Juízes de 16 Estados e do Distrito Federal tiveram alta acima da inflação em seus salários e indenizações recebidos no 1º semestre de 2025. O caso mais drástico foi registrado em São Paulo, onde os rendimentos brutos dos magistrados dobraram no período. Os juízes de Roraima aparecem em 2º lugar do ranking das maiores altas salariais, com aumento de 70,8%. Os ganhos estão atrelados a penduricalhos, que muitas vezes são isentos de impostos.
A disparada dos salários
Em São Paulo, a média mensal de R$ 72,8 mil nos primeiros 6 meses de 2024 saltou para R$ 145,9 mil em 2025, impulsionada por pagamentos represados. Os tribunais alegam que todos os pagamentos seguiram normas do CNJ e decisões do STF. O levantamento revelou que 8 unidades da Federação superaram os R$ 100 mil por mês, um aumento em relação aos 5 Estados do ano anterior.
Impactos no orçamento público
Cristiano Pavini, da Transparência Brasil, critica os pagamentos extras, que deveriam ser eventuais, mas se tornaram recorrentes, aumentando os contracheques dos magistrados de forma alarmante. Ele destaca que isso estrangula o orçamento público e limita investimentos na Justiça, como ampliação de servidores e uso de tecnologia. O custo total com supersalários subiu 49,3% em 2024, atingindo R$ 10,5 bilhões.

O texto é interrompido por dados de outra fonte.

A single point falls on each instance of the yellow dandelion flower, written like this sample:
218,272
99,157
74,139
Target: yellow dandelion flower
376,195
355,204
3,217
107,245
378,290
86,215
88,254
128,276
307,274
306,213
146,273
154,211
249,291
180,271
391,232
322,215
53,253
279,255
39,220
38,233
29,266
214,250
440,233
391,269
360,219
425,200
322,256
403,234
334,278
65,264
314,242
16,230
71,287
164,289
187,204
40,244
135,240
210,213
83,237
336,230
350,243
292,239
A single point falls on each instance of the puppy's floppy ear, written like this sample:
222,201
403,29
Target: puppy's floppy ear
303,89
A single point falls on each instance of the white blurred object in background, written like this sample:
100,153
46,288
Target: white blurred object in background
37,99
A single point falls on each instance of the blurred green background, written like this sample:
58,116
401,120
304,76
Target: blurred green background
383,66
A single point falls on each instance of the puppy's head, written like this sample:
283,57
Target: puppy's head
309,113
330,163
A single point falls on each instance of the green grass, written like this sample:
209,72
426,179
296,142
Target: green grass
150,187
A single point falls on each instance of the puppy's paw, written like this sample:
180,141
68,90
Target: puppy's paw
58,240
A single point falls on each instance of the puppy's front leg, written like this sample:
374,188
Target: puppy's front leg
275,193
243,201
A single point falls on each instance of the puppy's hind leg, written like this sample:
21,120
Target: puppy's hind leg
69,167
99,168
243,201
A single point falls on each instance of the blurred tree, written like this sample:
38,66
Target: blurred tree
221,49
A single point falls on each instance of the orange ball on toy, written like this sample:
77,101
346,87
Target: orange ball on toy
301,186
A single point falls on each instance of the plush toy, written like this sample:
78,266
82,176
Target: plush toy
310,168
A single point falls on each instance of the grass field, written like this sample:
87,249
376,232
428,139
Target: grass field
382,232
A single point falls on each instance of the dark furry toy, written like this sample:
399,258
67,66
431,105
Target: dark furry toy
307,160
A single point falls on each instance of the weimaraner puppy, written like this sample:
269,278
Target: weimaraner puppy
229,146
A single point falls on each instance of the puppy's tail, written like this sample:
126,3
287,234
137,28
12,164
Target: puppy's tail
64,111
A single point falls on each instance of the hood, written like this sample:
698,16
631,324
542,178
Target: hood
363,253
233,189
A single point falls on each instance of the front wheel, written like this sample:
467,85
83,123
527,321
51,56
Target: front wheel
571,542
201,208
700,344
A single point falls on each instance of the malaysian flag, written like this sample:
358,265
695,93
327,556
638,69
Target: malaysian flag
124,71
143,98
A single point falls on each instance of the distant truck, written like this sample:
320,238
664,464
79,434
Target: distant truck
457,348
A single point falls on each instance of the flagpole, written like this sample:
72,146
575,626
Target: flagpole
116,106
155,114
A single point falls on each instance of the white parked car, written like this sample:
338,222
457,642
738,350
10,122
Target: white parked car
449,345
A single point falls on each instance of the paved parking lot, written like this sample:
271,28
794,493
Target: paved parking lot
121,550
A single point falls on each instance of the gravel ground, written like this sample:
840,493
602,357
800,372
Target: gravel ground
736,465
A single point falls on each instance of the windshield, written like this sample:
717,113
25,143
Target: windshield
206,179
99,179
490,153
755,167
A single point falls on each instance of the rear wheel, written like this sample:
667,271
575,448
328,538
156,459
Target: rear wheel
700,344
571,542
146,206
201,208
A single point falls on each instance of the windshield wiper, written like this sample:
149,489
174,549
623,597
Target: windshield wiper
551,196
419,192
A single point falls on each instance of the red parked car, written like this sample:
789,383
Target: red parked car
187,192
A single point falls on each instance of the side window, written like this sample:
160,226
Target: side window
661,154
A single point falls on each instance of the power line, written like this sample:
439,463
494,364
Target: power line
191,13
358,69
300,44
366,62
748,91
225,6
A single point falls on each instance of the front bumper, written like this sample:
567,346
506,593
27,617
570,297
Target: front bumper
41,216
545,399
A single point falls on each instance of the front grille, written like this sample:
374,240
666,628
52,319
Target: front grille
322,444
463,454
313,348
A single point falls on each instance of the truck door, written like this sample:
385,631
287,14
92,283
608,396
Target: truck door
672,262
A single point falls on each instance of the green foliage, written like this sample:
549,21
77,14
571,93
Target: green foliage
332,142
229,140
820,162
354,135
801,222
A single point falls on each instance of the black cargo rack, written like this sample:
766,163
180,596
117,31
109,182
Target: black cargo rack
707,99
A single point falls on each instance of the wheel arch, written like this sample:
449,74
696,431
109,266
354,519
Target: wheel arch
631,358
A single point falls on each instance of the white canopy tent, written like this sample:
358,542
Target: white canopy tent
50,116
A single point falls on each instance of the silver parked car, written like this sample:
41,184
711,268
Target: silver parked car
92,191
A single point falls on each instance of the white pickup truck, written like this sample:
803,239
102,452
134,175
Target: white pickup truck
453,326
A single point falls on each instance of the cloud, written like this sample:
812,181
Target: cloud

Desigualdade no funcionalismo público
Eduardo Couto, do Movimento Pessoas à Frente, observa que os supersalários ampliam a desigualdade no funcionalismo público, ressaltando a necessidade de uma regulamentação que impeça a multiplicação de penduricalhos nas carreiras jurídicas. O aumento dos salários e indenizações no Judiciário é um tema que gera polêmica e demanda atenção, especialmente em um país com tantas carências.
Cenário atual e futuro
A inflação anualizada em junho de 2025 ficou em 5,35%, enquanto os tribunais federais também experimentaram aumentos, embora em menor escala. A remuneração de juízes e desembargadores pode chegar ao teto do funcionalismo público, estabelecido pela Constituição, mas o uso de verbas indenizatórias tem permitido que esses pagamentos extrapolem esse limite. Com a disparada dos salários, o custo para o Brasil com o Judiciário se torna insustentável, levantando questões sobre a viabilidade de um sistema mais justo e acessível.